Take a look at advert expert John Lewis and its 2014 offering. The retailer’s adverts have always erred on the side of being a tear-jerker, and this year is no different. Using the story of a young boy and his pet penguin (using a little CGI) the advert charts the experiences they share in the run-up to Christmas. Towards the end, the soundtrack (voiced by Tom Odell and written by John Lennon) swells and mirrors the sadness being felt by the penguin as he longs for a partner. Cue Christmas day and a gift from the young boy of a penguin mate, now in the form of soft toys and an end message of “give someone the Christmas they’ve been dreaming of”.

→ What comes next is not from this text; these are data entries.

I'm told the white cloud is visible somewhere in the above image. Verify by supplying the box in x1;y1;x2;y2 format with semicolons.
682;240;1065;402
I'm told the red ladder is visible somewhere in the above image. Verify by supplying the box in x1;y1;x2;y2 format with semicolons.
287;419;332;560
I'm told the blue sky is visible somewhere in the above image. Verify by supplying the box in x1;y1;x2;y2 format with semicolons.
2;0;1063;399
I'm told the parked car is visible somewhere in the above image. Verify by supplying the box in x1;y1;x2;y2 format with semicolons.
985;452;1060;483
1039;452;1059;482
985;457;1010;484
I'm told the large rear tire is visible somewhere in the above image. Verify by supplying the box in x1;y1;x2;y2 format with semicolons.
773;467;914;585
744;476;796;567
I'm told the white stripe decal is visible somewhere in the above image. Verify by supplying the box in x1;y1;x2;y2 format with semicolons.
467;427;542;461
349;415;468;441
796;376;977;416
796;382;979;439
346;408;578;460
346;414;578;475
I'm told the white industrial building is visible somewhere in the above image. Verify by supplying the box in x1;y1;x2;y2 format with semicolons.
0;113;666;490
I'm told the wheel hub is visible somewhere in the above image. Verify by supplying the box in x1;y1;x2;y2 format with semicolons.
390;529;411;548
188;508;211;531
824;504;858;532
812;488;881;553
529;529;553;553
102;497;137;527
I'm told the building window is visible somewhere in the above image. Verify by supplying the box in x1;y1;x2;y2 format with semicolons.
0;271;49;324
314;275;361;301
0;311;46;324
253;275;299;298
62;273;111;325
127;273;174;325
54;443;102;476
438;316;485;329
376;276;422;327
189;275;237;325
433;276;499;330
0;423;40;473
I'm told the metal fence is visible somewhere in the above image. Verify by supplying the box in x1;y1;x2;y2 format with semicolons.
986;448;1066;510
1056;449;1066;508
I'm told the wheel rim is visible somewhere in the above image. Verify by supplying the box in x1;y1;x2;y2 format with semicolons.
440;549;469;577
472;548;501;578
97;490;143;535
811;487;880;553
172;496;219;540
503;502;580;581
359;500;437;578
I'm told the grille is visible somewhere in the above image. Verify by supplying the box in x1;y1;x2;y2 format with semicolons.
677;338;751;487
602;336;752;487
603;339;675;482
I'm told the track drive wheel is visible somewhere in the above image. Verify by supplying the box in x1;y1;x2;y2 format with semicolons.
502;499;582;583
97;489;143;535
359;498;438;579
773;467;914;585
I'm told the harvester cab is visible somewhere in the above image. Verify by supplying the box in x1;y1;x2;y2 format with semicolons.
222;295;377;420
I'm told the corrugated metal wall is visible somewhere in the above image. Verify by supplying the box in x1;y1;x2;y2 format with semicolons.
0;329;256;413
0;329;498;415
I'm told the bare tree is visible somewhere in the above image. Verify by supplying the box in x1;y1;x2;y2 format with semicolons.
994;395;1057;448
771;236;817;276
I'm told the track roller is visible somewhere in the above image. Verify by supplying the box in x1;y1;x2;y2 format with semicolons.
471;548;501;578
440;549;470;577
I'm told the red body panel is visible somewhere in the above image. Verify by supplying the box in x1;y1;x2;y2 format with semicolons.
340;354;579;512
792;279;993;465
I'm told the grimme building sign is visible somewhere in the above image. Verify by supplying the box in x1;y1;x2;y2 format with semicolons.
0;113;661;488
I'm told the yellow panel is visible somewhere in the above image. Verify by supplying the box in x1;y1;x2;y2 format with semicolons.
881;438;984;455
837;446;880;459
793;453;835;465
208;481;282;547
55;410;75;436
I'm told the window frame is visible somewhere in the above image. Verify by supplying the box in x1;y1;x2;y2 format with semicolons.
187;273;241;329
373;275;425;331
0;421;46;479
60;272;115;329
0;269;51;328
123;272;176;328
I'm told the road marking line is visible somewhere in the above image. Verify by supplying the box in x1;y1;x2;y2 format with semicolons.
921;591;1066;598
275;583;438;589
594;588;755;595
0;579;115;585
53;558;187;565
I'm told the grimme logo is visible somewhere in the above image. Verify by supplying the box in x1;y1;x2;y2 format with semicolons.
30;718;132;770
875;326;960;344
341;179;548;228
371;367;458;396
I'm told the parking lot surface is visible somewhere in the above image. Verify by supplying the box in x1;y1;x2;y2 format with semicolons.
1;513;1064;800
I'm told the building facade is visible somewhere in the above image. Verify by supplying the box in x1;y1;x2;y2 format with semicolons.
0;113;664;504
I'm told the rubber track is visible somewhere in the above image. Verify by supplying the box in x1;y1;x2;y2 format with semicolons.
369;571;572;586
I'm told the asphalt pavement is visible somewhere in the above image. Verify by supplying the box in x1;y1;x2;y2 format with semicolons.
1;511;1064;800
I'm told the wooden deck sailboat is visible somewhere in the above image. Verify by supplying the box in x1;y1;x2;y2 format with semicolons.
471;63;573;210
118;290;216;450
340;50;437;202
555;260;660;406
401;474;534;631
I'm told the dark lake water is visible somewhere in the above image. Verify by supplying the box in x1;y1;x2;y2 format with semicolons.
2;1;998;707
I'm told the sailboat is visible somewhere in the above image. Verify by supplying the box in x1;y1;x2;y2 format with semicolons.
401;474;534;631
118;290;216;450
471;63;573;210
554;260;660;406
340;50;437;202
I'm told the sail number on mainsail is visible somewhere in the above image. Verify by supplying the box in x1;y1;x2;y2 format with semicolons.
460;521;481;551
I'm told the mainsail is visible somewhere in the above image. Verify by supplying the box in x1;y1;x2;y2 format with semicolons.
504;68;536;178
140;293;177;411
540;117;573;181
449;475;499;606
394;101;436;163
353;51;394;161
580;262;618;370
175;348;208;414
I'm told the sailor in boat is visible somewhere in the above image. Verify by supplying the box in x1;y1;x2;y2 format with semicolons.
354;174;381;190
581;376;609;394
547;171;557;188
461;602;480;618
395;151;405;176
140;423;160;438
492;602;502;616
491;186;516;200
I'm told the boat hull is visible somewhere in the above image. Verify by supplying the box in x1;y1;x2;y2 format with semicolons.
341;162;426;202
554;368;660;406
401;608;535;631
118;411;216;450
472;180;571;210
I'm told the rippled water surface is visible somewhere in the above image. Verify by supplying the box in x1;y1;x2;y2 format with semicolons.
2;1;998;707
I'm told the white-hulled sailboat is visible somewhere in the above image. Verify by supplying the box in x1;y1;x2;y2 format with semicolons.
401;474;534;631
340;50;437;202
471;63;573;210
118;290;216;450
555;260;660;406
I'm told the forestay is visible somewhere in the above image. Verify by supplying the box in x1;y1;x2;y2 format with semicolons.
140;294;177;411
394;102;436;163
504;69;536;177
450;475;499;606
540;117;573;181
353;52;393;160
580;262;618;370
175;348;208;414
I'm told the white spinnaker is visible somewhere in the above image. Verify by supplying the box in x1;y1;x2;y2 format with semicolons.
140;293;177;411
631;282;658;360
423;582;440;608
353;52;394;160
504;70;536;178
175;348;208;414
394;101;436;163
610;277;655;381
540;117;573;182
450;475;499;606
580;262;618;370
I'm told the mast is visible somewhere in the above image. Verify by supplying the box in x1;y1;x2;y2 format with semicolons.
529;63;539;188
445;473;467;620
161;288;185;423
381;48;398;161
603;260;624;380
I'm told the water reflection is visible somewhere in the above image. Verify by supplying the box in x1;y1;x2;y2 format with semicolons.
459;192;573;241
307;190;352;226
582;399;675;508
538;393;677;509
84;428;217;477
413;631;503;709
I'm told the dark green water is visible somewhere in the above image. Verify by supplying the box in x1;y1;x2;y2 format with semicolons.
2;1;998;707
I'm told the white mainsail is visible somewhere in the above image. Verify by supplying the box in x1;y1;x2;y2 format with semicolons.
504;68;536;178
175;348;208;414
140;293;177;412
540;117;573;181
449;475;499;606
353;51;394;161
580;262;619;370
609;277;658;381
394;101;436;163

Now, unless John Lewis has a new range of cuddly penguins it’s particularly proud of, then the advert does little to inform on what John Lewis is offering this Christmas. But does that actually matter? The fervour that surrounds the launch of Christmas adverts, far and beyond that which came with traditional festive powerhouse Coca-Cola and its “Holidays are coming” theme, seem to be more than enough to justify the financial outlay. Already #montythepenguin and #johnlewis are trending on Twitter – job done really.
Earlier today Real Business analysed some research, received exclusively early, looking at how finance directors are still unconvinced by marketing spend. Featured in the piece were comments from SkyBet CMO Ian Procter who said that, despite the tension that arises from TV ad and generic brand spending, as long as the business is performing better than the industry benchmark then it will be deemed an effective outlay on marketing.
The problem for SMEs comes with how to replicate this kind of cult marketing in a more affordable way. Most SMEs can’t afford a prime advertising slot during Saturday night’s latest X Factor instalment. So while you dream up your latest marketing push, head on over to YouTube for a little light entertainment – after all that’s what they’re made for.